Her hair, still wet from the shower she must have raced to get in, hung in dark damp waves, pulling in the fading light until she practically glowed. As he got closer though, he couldn’t help but notice her face. Her lips were glistening in the evening sun.

She’d put on lipstick.

Jacob sat up a bit straighter in the saddle as Fran caught his eye and shook her head in warning.

Good old Fran. Ugly as a tumbleweed and twice as prickly. Why couldn’t Bill have hired someone like that—someone who he didn’t have to feel like he had to protect, someone who didn’t remind him of what he’d lost so many years ago— someone instead of Dr. Mary Beth Hofstetter?

Tonight, he only undid the top button. He could tell by the way Robin’s eyes were shooting between him and Mary Beth that she’d told the new vet all about the show, and he wasn’t about to set that tongue wagging again.

Besides, it had been idiotic to undo the second one yesterday, even if it had been worth it to see every single jaw drop.

She was
tough
. She met his gaze as he undid his pants, her eyes never dipping below his face.

Oh, hell
, he thought, a moment of unaccustomed panic sweeping through him,
is she staring at the mask
?

He almost undid the second button just to make her look away.

Thankfully, as he put his hat back on, she finally shifted those eyes that weren’t quite grey and weren’t quite blue back to Robin, breaking his panic. He forced himself to take a deep breath.

“He been by?” he asked as the sexual tension melted from the content women. This was the only time he’d ever seen Fran without a frown, even if it did feel like he was stripping for grandmothers. But the café kept Ronny clean and Robin out of trouble. He’d do anything for the Benge family, after all those years they’d taken pains to make him part of their family. Including show off for little old ladies.

And now, Dr. Mary Beth Hofstetter.

“He drove by about twenty minutes ago,” Robin replied, visibly relieved as her gaze danced down to his pants and back up.

Ignoring the unspoken button question, Jacob somberly nodded to Mary Beth. “He must have found out she threatened to castrate Paul, Benny and Tommy today and decided not to push his luck.”
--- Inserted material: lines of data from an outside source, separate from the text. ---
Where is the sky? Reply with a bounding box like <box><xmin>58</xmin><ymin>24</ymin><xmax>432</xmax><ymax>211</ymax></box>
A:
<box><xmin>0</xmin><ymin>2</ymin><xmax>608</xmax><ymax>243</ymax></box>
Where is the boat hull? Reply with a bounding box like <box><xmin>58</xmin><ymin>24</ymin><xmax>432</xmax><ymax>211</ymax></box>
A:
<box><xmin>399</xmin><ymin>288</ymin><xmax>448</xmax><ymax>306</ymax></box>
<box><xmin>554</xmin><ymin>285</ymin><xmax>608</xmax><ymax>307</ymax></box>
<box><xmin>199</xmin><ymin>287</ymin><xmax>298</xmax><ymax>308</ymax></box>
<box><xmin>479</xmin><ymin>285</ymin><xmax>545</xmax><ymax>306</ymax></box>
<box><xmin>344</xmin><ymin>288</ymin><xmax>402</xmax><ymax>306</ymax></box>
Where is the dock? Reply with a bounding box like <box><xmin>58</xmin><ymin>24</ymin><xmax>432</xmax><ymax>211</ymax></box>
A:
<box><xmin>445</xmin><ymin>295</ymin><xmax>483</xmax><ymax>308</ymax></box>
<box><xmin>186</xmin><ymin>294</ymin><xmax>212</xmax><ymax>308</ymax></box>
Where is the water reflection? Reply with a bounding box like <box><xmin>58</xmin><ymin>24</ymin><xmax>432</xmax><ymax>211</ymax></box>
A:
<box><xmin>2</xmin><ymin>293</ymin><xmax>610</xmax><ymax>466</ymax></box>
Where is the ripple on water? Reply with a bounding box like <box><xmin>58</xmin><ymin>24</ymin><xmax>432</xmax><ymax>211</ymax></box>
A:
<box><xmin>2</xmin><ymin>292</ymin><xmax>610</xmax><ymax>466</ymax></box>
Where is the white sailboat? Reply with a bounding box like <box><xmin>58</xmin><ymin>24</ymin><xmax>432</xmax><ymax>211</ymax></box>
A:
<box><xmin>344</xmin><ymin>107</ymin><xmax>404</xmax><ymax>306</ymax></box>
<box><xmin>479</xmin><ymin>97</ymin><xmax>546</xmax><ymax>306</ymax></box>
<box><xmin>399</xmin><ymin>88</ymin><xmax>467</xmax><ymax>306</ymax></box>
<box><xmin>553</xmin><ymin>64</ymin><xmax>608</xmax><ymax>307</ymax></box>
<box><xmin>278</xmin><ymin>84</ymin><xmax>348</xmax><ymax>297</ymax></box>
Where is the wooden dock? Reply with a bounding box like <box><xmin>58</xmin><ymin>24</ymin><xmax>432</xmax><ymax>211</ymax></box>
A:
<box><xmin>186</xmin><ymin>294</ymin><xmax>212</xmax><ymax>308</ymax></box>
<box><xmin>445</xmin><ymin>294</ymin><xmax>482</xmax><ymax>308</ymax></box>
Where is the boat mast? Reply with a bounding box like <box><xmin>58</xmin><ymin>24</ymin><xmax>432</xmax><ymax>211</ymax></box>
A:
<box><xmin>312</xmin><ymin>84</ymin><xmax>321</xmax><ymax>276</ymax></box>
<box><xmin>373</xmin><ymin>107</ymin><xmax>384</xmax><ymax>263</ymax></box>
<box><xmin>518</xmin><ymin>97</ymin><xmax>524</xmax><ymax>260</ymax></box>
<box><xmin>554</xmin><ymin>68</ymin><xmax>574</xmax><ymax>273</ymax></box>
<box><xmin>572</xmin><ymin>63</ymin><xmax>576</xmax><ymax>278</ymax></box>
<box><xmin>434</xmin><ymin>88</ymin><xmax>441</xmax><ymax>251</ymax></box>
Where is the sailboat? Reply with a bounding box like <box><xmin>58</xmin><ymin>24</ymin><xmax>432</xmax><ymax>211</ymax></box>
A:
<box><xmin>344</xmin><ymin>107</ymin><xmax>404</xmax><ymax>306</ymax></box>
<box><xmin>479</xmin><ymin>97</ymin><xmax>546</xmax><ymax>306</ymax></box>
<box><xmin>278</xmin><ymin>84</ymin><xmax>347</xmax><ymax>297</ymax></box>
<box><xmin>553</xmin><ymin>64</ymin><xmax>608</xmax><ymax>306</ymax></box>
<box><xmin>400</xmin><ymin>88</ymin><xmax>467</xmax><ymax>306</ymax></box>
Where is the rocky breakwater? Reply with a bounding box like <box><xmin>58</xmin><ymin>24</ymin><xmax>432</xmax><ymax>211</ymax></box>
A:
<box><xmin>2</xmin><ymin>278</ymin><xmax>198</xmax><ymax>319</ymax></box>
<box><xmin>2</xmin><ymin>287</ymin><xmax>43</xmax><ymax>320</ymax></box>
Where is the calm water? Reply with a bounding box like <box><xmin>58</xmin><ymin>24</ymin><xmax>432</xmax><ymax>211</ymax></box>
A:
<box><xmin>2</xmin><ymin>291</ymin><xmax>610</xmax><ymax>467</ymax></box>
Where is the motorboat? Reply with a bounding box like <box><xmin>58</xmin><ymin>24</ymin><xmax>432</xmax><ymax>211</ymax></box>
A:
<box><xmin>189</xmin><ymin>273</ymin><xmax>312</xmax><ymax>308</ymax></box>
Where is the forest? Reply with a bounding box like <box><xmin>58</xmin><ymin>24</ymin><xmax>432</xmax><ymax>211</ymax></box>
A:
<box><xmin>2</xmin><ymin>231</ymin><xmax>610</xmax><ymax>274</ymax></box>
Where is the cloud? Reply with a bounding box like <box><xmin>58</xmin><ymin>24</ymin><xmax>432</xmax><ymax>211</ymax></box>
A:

“Jeez, Jacob, do you have to spread it around?” Jacob had to bite his inner lip to keep from laughing at Mary Beth’s self-induced fluster. Then he noticed the warm blush spreading across her face, giving her a heated glow that melted his amusement into something deeper, and he remembered that he’d actually said
delicate
and
beautiful
out loud. In front of her.

In a split second, he resolved to keep his mouth shut from here on out. Shouldn’t be too hard. She was just a white woman.